The second area of value is content. Publishers and acquisitions editors build their reputations on identifying potential in a sometimes rough book idea where others miss it. They then are invested in developing the content. This degree of intellectual creativity can be hard to find.

The third area of value relates to quality. This area extends beyond content and includes not only degrees of careful editing but also everything from design to binding to paper to production.

The fourth area of value relates to project management. Depending upon size, a publisher coordinates all persons and internal contracts involved behind the scenes to bring your book out.

The fifth is marketing and publicity. These activities – which among the Big 5 are alone on a multi-month pre-launch schedule – often are intended to build a market of readers.
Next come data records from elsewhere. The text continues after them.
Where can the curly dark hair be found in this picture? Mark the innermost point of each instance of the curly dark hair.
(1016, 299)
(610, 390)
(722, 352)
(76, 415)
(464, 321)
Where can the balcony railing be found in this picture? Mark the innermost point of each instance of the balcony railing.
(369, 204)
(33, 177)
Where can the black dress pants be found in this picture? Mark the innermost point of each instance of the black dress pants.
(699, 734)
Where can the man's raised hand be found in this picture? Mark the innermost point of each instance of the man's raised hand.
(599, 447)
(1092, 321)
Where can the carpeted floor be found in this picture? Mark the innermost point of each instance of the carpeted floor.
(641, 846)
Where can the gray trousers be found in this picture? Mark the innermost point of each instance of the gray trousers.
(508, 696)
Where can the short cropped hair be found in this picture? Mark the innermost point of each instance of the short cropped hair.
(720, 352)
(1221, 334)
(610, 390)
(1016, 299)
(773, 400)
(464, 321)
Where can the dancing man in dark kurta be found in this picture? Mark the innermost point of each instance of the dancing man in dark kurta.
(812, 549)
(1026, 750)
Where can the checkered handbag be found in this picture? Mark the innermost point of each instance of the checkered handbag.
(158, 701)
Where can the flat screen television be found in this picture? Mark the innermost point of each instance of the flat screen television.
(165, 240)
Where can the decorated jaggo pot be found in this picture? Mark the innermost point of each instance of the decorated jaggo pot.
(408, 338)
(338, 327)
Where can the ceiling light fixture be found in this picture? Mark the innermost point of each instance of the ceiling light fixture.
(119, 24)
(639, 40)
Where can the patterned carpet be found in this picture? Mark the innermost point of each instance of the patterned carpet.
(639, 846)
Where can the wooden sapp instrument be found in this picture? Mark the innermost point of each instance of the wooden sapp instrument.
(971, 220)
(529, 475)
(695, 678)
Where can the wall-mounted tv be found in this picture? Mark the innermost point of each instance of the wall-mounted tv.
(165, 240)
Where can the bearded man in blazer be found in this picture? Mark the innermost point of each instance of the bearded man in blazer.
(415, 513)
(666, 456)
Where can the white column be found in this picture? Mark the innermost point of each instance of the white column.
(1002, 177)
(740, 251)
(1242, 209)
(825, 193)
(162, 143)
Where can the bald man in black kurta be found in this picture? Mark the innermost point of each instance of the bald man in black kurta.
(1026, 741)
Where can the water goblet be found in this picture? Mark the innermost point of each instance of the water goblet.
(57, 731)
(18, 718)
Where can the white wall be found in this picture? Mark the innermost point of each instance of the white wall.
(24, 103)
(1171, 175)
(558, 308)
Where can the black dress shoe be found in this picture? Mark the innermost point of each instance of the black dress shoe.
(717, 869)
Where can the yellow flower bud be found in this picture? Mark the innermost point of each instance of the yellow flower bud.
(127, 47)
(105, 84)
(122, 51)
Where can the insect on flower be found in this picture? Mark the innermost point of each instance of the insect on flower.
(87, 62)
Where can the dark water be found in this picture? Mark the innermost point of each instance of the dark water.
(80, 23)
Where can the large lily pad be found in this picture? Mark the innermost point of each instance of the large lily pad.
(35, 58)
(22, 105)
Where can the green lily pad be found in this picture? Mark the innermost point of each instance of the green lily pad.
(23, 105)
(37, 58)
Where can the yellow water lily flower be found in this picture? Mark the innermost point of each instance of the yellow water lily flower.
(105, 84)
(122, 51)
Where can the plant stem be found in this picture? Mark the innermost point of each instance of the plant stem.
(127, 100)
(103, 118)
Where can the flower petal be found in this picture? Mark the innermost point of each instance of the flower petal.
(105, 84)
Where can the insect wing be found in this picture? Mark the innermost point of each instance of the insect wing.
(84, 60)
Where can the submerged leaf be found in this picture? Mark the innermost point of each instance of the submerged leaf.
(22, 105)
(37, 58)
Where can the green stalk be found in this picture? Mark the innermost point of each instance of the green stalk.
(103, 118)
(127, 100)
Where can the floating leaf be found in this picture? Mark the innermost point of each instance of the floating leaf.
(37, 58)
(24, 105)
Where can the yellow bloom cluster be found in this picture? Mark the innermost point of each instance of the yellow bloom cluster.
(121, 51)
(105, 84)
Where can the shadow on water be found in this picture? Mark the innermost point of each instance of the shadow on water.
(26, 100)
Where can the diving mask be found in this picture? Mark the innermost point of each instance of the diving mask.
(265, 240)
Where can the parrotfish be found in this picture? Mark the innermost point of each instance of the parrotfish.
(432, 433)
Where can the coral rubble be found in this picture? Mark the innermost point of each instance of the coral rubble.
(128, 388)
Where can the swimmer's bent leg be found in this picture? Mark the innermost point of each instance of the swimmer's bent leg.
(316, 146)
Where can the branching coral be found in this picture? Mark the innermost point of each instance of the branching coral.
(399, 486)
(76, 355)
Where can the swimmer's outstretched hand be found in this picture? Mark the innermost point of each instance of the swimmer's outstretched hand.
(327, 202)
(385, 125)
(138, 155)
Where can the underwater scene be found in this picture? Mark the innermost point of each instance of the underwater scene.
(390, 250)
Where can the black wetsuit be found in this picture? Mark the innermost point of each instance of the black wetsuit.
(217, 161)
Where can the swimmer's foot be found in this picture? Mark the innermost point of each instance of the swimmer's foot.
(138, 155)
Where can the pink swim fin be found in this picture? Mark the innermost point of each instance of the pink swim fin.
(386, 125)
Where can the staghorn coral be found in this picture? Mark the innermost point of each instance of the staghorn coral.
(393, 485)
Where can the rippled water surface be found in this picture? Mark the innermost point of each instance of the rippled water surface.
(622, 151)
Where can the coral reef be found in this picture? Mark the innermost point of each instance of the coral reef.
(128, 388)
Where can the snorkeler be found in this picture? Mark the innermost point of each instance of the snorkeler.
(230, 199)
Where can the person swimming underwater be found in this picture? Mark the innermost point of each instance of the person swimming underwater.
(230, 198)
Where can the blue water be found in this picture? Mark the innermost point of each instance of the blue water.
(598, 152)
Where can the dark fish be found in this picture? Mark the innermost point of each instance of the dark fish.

Some larger publishers have developed decades-long relationships with people in national media outlets, too.

The sixth area is distribution. Big 5 and mid-sized and even some small publishers not only get books to the brick-and-mortar stores (beyond amazon.com and barnesandnoble.com); they also can help get bundles to organizations, sell your books to universities, and get your book in library collections.

For almost every area above, the degree of value an author actually benefits from varies radically. I could and will in future articles critique some publishers’ limitations of every single one of these values, depending upon the project and timing and the new story of publishing in the early twenty-first century. But, for now, let’s ask…

Can You Substitute That Value?

When you break down what a traditional publisher – regardless of size and reach and reputation – offers to you, you can start to figure out how or whether you can replace and add certain areas of value yourself.

Capital: Do you have types of capital to outlay for the project? If not, can you hire a team?

Content: Can you hire a team or individuals to give you high-calibre intellectual creativity and collaboration to assure you develop a substantial book?

Quality: Can you hire a team, use a printer, or use a free service such as Create Space to assure a product you will be proud of?

Project Management: Are you a strong project manager – like Dina Falcone was with Foraging and Feasting (the first Kickstarter cookbook to earn more than $100 K) – or will you need to hire a team or project manager to see it through to the end?

Distribution: CreateSpace, Kindle, Smashwords, and LightningSource/Ingram all are changing the distribution game. That said, it’s nearly impossible for a solopreneur or self-published author to compete with Penguin Random House for distribution channels.

Marketing and publicity: Are you building your market now? Are you building and building up an audience by owning your brand and engaging with real value now? Do you have media savvy or connections? Do you know enough about marketing and publicity to launch your book so that sales will satisfy you?

Are you building out your business and brand in a way to leverage your signature assets so that your book sales fuel and complement other sales and revenue streams?

These latter questions, frankly, are questions that can give you a one-up.

Having a true publishing partner can be profoundly satisfying and rewarding. You make yourself valuable  by learning how to shape captivating content, having a collaborator’s mindset, and honing a captivating presence that draws an audience before the book comes out.

I hope this field knowledge helps. I want you to win, whatever path to publish you take.